このシリーズ、需要あるの?
うっ…。きっとあります!社会科教師がどんな本読んでいるのかとか、知識を身につけるにはどうしたらいいのかとか、哲学的な思想を深めるにはどうしたらいいのかとか、興味を持っている人もいるかもしれないじゃないですか!
(あんまり需要なさそう)
ということで、今回おススメする本はこちら。
小林昌平さんの「その悩み、哲学者がすでに答えを出しています」です。
その悩み、哲学者がすでに答えを出しています/小林昌平【合計3000円以上で送料無料】 価格:1,705円 |
人生は苦しいことの連続である
まずもってタイトルがいいですよね。

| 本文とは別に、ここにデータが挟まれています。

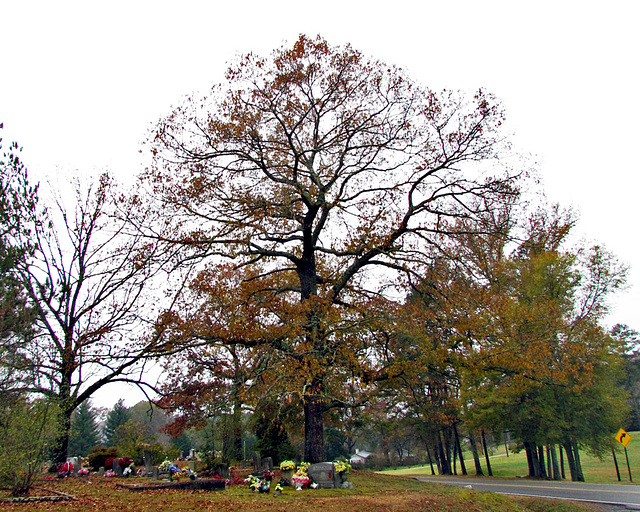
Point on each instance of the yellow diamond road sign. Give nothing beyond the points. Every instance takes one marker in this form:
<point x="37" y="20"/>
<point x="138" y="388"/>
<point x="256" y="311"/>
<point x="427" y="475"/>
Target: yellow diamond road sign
<point x="623" y="437"/>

気になって、ついつい手にとってしまいました。
ー生きること、それは苦しいことの連続です。好きな人にふられ、人に裏切られ、いつか病んで、死んでいきます。人生は思い通りにならないものです。楽しさやしあわせよりも、苦しむこと、悩むことの方が、ずっと多いのではないでしょうか。ー(「おわりに」より抜粋)

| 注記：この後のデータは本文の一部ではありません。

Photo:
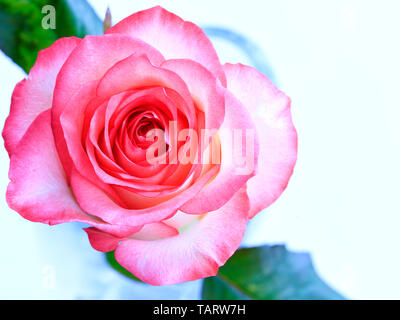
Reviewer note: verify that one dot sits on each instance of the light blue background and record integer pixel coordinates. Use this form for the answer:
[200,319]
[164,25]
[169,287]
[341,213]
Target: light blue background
[339,62]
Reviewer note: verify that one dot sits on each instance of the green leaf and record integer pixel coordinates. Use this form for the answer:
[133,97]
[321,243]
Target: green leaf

確かに、人生はままならないものです。容姿や生まれ持った資質など、自分の思い通りに変えられないこともあります。とんでもなく理不尽な目にもあうことだってしょっちゅうですし、こちらの思いが相手に伝わらず、こんなはずじゃなかった、ということも多々あります。
この本の中では、そんな誰しもが抱くような悩みについて、哲学者たちの見解を紹介するという形でひとつの答えが示されています。その悩みとは、「将来、食べていけるか不安」「緊張してしまう」といった自分のことについてのものから、「上司とうまくいかない」「大切な人を失った」という人間関係のもの、さらには「やりたいことがない。毎日が楽しくない」「死ぬのが怖い」といった人生に関わることまで、様々です。
僕であれば、「教師の仕事を、今後も続けていけるのか」とかね。
この本を読んでいると、「なるほど、こういう考え方もあるのか!」と気づかされることがあります。まさに新たな視点を得て、自分自身が抱えている悩みについて、一歩前進するような感覚が確かにあります。そして一方で、名前くらいは知っているあの有名な哲学者も、自分と同じようなことで悩んでいたのだ、という奇妙な連帯感も味わうことができます。本を読んでも彼らが悩んで悩んで悩みぬいた答えのほんの上澄みだけしか得ることはできませんが、それでも十分な処方箋になるでしょう。
哲学者の見解に加えて、さらにおススメ本まで紹介されています。気になった哲学者の著作に触れ、さらに深くその世界を味わうことまでできてしまうのです。
教師としての視点から見るのであれば、生徒指導にも大いに役立つことでしょう。
生徒指導でも役に立つ!
実際の生徒指導の場面で、どのように役に立つのでしょうか。例を挙げて見てみましょう。
先生、オレ、お金持ちになりたいんです。どうしたらいいですか?
なるほどねえ。マックス・ウェーバーは「プロテスタンティズムの倫理と資本主義の精神」の中で、こう言っているよ。うんたらかんたら…
せ、先生!!
と、このように生徒指導ができちゃいます!
なんたって悩みは人類共通のものばかりですからね。こういう見解もあるよ、と生徒に話すだけでも、生徒からの信頼はアップしそうなものです。また、「あくまでも一例だけれども…」と控えめに話す方が、「こうあるべきだ!」と高圧的に話すよりも、生徒に伝わりやすいようにも思います。
また、生徒指導に必要なものとして、「教員自身の教養」があります。信念や哲学、といってもいいかもしれません。様々な問題に対して、自分なりの問いと答えがあるかどうか。生徒はそういった教員の生きざまによって、信頼できる・できないを見定めているように思います。
実際のところ、私たち自身も上司を値踏みするとき、そのような視点をもって判断しているのではないでしょうか?生徒と接するにあたり、自分自身の教養を深めたい人にはぜひとも手に取っていただきたいものです。
まとめ
今回のまとめです!
いかがでしたか?今まさに悩んでいる人、教養を身につけたい人におススメな本でした。教員のみなさんにとっては、自分自身の教養も深まるし、生徒たちへの接し方も変わってくるし、2度おいしさのある本だなあ…と思っています。